Le printemps de 1902 marqua douloureusement dans ma vie. Je n’ai pas à m’en expliquer. Je l’ai fait suffisamment dans une suite d’élégies qui parurent sous le nom de Tristesses. Ce fut un drame intérieur en trois actes et en trois ans. Il commença une journée de mars ou d’avril qui roulait du ciel bleu entre les galets d’un gave ; se déroula durant trois automnes successifs ; se termina en un jour d’été, brusquement. Ainsi un coup de foudre isolé. Mais de cet orage concentré, il n’est sorti que du bien. Et je loue Dieu de m’avoir, par ce choc, averti, dirigé, sauvé.

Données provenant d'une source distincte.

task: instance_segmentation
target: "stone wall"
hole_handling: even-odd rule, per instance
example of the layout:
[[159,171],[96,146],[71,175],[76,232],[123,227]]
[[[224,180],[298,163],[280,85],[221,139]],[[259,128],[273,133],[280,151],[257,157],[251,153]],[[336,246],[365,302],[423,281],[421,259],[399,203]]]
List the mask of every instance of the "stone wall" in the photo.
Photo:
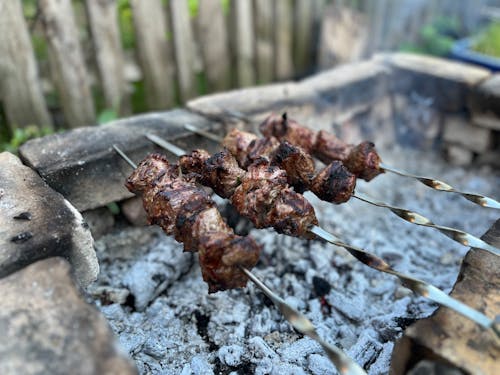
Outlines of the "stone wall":
[[[26,325],[20,317],[18,324],[10,326],[0,339],[0,353],[14,350],[12,340],[23,342],[25,351],[0,357],[0,372],[34,373],[36,366],[42,366],[37,362],[33,370],[20,370],[23,356],[32,350],[25,337],[28,331],[41,334],[40,327],[45,325],[47,332],[74,337],[71,320],[80,318],[74,309],[65,310],[64,306],[71,304],[89,309],[89,314],[96,316],[81,329],[91,327],[101,332],[100,342],[108,348],[102,357],[93,351],[90,342],[81,343],[82,348],[73,354],[96,361],[89,368],[111,366],[116,373],[135,371],[115,350],[109,329],[85,304],[77,286],[85,287],[98,272],[89,227],[98,237],[113,226],[106,205],[120,202],[129,221],[144,222],[140,202],[123,187],[130,168],[113,150],[113,144],[136,161],[158,150],[144,137],[148,132],[176,140],[185,148],[196,145],[214,149],[216,145],[189,134],[183,125],[189,123],[223,134],[229,126],[242,126],[238,116],[258,122],[271,111],[286,110],[296,111],[298,120],[305,124],[334,130],[350,142],[368,138],[380,145],[440,149],[455,164],[498,165],[499,108],[498,75],[446,60],[388,54],[299,82],[209,95],[190,101],[186,109],[135,116],[32,140],[20,149],[24,166],[15,156],[1,154],[0,171],[7,174],[0,178],[0,231],[5,242],[0,252],[0,293],[11,297],[9,309],[0,317],[0,326],[8,314],[20,311],[25,298],[32,301],[34,311],[39,311],[39,325]],[[324,113],[324,122],[308,123],[307,113],[312,111]],[[52,257],[66,261],[47,259]],[[70,273],[77,284],[70,281]],[[46,293],[47,297],[38,301],[33,295],[33,283],[41,288],[37,293]],[[51,294],[52,286],[63,284],[70,291],[61,289]],[[59,317],[67,319],[67,324],[57,323]],[[64,355],[70,355],[64,350],[69,348],[62,348],[50,358],[70,369],[73,362],[63,360]]]

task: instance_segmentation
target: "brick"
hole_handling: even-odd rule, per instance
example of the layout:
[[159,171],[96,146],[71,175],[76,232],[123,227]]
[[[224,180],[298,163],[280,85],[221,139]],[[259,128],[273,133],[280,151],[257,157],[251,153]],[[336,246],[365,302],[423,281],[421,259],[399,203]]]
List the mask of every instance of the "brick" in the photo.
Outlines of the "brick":
[[477,66],[409,53],[379,55],[376,60],[393,68],[393,92],[433,98],[445,111],[464,109],[473,87],[490,76],[488,70]]
[[210,126],[202,116],[178,109],[34,139],[19,152],[47,184],[85,211],[133,196],[124,187],[132,170],[114,151],[113,144],[137,163],[151,152],[162,151],[144,137],[148,132],[166,140],[183,138],[189,147],[195,137],[188,137],[191,133],[184,129],[186,123]]
[[478,153],[488,150],[493,141],[490,130],[474,126],[459,115],[445,116],[443,139]]
[[1,374],[137,374],[65,260],[42,260],[0,279],[0,294]]
[[472,90],[468,104],[475,124],[500,130],[500,74],[491,76]]
[[108,233],[115,224],[115,217],[107,207],[82,212],[82,216],[95,240]]
[[70,261],[80,285],[99,264],[80,213],[18,157],[0,154],[0,277],[47,257]]
[[457,165],[457,166],[470,165],[470,163],[472,163],[472,160],[474,159],[474,153],[461,146],[447,145],[445,147],[445,150],[446,150],[446,159],[452,165]]

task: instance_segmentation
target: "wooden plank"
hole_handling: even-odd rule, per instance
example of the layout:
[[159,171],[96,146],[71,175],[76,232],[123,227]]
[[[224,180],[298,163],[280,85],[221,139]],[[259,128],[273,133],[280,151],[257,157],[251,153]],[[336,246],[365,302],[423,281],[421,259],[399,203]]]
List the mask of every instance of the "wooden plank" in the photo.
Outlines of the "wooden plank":
[[199,2],[197,35],[209,90],[227,90],[231,83],[229,45],[220,0]]
[[293,57],[301,74],[312,65],[314,5],[310,0],[295,1],[293,21]]
[[188,2],[170,0],[170,20],[174,40],[177,79],[182,102],[196,96],[195,44]]
[[86,0],[85,5],[106,107],[126,113],[127,83],[116,2]]
[[95,123],[87,68],[70,0],[40,0],[50,71],[68,127]]
[[175,65],[161,0],[130,0],[130,6],[148,106],[150,109],[171,107]]
[[20,1],[0,2],[0,98],[13,128],[51,126]]
[[292,58],[293,28],[290,0],[273,0],[274,4],[274,71],[276,78],[284,80],[294,74]]
[[231,2],[232,46],[236,60],[236,81],[239,87],[255,84],[254,28],[252,1]]
[[257,80],[268,83],[274,80],[273,3],[269,0],[254,0],[253,10]]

Dans son œuvre, pour d’évidentes et respectables raisons, l’écrivain n’en a pas dit davantage. Mais la correspondance avec André Gide (lettres du 1er juillet 1900, du 15 décembre 1904 et de juillet 1905) ainsi que la correspondance avec Arthur Fontaine ont livré la clé de ce douloureux épisode sentimental. L’identité de celle que le poète dissimule sous un « elle » pronominal (« Elle est la jeune fille à l’âme toute claire ») ne fait plus mystère.

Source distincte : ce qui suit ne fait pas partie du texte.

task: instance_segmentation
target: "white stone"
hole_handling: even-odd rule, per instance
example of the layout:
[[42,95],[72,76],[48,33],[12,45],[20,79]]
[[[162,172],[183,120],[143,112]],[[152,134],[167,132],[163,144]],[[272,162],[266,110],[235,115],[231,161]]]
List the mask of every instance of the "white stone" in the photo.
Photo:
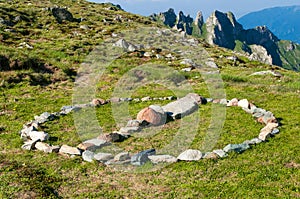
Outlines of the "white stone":
[[46,141],[49,138],[48,133],[45,133],[43,131],[30,131],[29,137],[32,140],[40,140],[40,141]]
[[97,153],[94,155],[94,159],[99,162],[106,162],[113,158],[114,158],[114,156],[111,153]]
[[241,108],[249,108],[249,102],[247,99],[242,99],[238,102],[238,106],[241,107]]
[[66,153],[70,155],[81,155],[81,151],[76,147],[71,147],[68,145],[62,145],[59,149],[60,153]]
[[150,155],[148,158],[151,160],[152,163],[158,164],[158,163],[173,163],[177,162],[177,158],[171,155]]
[[188,149],[182,152],[177,159],[184,161],[197,161],[202,158],[202,153],[199,150]]

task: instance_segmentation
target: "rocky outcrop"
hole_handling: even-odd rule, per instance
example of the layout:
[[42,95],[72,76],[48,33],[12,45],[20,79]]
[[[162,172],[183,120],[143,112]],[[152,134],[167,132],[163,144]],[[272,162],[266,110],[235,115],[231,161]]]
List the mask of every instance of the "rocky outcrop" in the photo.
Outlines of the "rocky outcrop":
[[170,28],[182,30],[188,35],[192,35],[193,33],[196,35],[201,35],[201,28],[204,24],[203,15],[201,12],[197,13],[197,17],[194,21],[190,15],[184,15],[182,11],[180,11],[177,16],[172,8],[166,12],[152,14],[150,19],[153,21],[161,21]]
[[239,24],[232,13],[214,11],[206,21],[207,42],[221,47],[234,49],[235,40],[243,26]]
[[268,51],[263,46],[251,45],[250,48],[252,51],[249,56],[250,60],[257,60],[270,65],[272,64],[272,56],[268,54]]
[[177,30],[182,30],[186,32],[188,35],[193,33],[193,18],[190,15],[185,16],[182,11],[179,12],[176,28]]
[[170,28],[175,26],[176,23],[176,14],[174,9],[170,8],[167,12],[161,12],[159,14],[152,14],[150,18],[153,21],[162,21],[165,25],[169,26]]

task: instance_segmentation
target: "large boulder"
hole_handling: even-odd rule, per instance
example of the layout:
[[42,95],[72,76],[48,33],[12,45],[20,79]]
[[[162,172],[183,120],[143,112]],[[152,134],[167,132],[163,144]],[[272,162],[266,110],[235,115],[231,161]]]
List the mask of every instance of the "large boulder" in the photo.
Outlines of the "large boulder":
[[72,13],[65,8],[52,8],[52,14],[58,23],[62,23],[64,20],[70,22],[76,21]]
[[144,120],[152,125],[162,125],[166,122],[166,114],[160,106],[151,105],[137,114],[137,120]]

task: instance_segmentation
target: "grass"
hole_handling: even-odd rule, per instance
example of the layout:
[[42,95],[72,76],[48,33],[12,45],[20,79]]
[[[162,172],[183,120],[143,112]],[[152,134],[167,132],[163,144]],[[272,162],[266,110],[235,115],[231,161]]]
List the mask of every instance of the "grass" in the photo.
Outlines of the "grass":
[[[35,71],[32,68],[0,72],[0,198],[300,197],[300,74],[274,67],[273,69],[282,73],[283,77],[250,76],[254,72],[271,68],[259,62],[249,61],[240,55],[237,55],[239,63],[234,65],[231,60],[226,59],[234,53],[217,47],[208,47],[207,51],[220,67],[226,98],[247,98],[258,107],[272,111],[280,119],[281,133],[268,142],[239,155],[231,153],[225,159],[178,162],[147,173],[121,172],[97,162],[83,162],[81,157],[71,158],[22,150],[18,132],[24,123],[32,120],[34,115],[45,111],[59,111],[62,106],[72,104],[76,71],[89,50],[103,41],[110,31],[118,32],[128,26],[144,26],[148,19],[116,11],[134,22],[105,25],[101,20],[95,19],[113,18],[114,11],[103,9],[108,5],[85,1],[76,4],[72,1],[37,1],[34,2],[36,6],[29,8],[26,3],[21,4],[21,1],[13,3],[19,3],[19,10],[27,12],[29,9],[31,13],[35,13],[30,16],[40,16],[39,22],[48,24],[49,31],[32,30],[20,24],[16,29],[25,28],[30,34],[24,36],[21,33],[6,33],[7,38],[1,43],[1,54],[7,55],[11,60],[27,58],[27,55],[39,58],[42,63],[51,66],[51,73]],[[16,4],[13,3],[1,3],[1,6],[14,7]],[[77,24],[64,23],[59,26],[53,21],[54,18],[49,15],[43,17],[37,11],[37,8],[54,3],[62,6],[72,5],[70,10],[76,13],[75,17],[83,16],[89,19],[84,23],[91,26],[91,32],[74,38],[72,31],[82,31],[78,30]],[[82,8],[93,11],[86,12]],[[67,29],[68,27],[70,28]],[[106,29],[107,33],[103,33],[102,29]],[[33,50],[14,49],[11,45],[18,44],[18,37],[26,41],[34,39],[43,42],[37,42]],[[178,61],[171,64],[167,62],[145,60],[135,54],[126,54],[116,60],[97,82],[96,96],[110,98],[119,79],[132,68],[138,68],[144,63],[167,64],[178,71],[184,68]],[[209,97],[201,71],[195,69],[180,74],[187,79],[195,92]],[[178,76],[170,77],[174,78]],[[134,90],[132,97],[171,95],[174,95],[174,92],[167,86],[152,83]],[[168,101],[130,102],[129,117],[135,118],[139,110],[152,103],[164,105]],[[213,115],[212,110],[211,104],[200,106],[199,127],[195,129],[195,138],[190,148],[202,149],[211,118],[218,119],[218,115]],[[109,133],[118,129],[120,121],[114,121],[110,104],[96,108],[96,117],[103,132]],[[191,117],[186,118],[186,121],[190,120]],[[213,148],[223,148],[228,143],[241,143],[252,139],[262,127],[241,109],[227,108],[224,127]],[[140,136],[136,135],[118,143],[117,146],[132,153],[153,147],[160,149],[171,142],[179,128],[180,121],[169,122],[161,131],[147,129]],[[72,114],[44,124],[41,130],[51,135],[51,144],[65,143],[76,146],[81,142]],[[151,164],[147,164],[143,169],[151,167]]]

L’héroïne « gravement gaie » de Tristesses, s’appelait Antoinette Meunier. Elle était la fille d’un médecin palois. Si ce dernier a laissé son nom à une rue de la provinciale capitale béarnaise, il ne voulut pas laisser sa fille prendre le nom de Jammes, ce jeune poète dont l’avenir ne donnait pas toutes les garanties. Les fiançailles furent rompues et « Nette » épousa un officier de marine qui servait sur le canal de Suez : le commandant Béret.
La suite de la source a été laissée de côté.